Complete implementation

import { SolVec } from '@veclabs/solvec';

const sv = new SolVec({ network: 'devnet' });
const collection = sv.collection('search-index', {
dimensions: 1536,
metric: 'cosine'
});

// Index your content
async function indexContent(items: Array<{ id: string; title: string; body: string; url: string }>) {
const texts = items.map(item => `${item.title}\n${item.body}`);
const embeddings = await batchEmbed(texts);

await collection.upsert(
items.map((item, i) => ({
id: item.id,
values: embeddings[i],
metadata: {
title: item.title,
body: item.body.slice(0, 500), // store excerpt
url: item.url,
}
}))
);
}

// Search
async function search(query: string, topK = 10) {
const queryEmbedding = await embed(query);

const results = await collection.query({
vector: queryEmbedding,
topK,
minScore: 0.65, // tune for your use case
});

return results.map(r => ({
id: r.id,
title: r.metadata.title,
excerpt: r.metadata.body,
url: r.metadata.url,
relevanceScore: r.score,
}));
}

// Usage
const results = await search('how to reset my password');
// Returns results about password reset, account recovery, forgot password -
// even if those exact words aren't in the query


Improving search quality

Embed title + body together - concatenate the title and body before embedding.
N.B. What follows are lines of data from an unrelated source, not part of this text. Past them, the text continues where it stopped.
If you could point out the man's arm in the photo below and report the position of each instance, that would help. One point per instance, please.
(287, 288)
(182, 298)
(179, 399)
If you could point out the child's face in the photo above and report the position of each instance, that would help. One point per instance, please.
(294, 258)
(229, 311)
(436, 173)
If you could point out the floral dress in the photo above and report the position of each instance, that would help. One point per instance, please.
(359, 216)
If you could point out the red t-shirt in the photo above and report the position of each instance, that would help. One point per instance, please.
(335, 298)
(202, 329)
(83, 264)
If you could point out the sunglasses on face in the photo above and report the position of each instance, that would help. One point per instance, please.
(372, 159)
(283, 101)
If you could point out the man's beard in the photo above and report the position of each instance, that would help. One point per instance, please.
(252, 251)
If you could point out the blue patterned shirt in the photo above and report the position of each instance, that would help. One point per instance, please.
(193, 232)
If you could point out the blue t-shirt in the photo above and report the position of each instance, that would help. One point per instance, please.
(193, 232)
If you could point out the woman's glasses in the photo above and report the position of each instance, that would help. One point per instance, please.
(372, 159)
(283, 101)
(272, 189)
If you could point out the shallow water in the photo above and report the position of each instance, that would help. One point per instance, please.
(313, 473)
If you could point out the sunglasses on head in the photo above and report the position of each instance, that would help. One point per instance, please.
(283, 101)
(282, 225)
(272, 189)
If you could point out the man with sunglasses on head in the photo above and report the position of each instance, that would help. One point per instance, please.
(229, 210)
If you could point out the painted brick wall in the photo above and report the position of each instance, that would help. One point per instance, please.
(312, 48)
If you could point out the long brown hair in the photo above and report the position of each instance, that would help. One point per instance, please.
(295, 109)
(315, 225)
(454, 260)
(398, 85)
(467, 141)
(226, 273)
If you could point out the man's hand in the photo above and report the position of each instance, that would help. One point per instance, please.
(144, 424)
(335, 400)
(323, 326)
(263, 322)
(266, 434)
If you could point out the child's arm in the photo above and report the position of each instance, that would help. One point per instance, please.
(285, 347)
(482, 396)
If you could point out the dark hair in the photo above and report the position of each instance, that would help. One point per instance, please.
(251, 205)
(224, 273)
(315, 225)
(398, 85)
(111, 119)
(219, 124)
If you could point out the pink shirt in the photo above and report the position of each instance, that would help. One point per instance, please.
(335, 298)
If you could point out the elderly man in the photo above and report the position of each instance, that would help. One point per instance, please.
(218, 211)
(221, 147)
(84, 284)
The title often contains keywords that improve retrieval without losing the semantic content of the body. Tune minScore - start at 0.65 for broad search, increase to 0.75+ for more precise applications. Evaluate on a test set of real queries. Index at the right granularity - for long documents, chunk and index each chunk separately. For short items like product descriptions, index the whole thing. Store enough metadata - store the original text (or a useful excerpt), title, URL, and any fields you’ll want to display in search results. You can’t retrieve fields you didn’t store.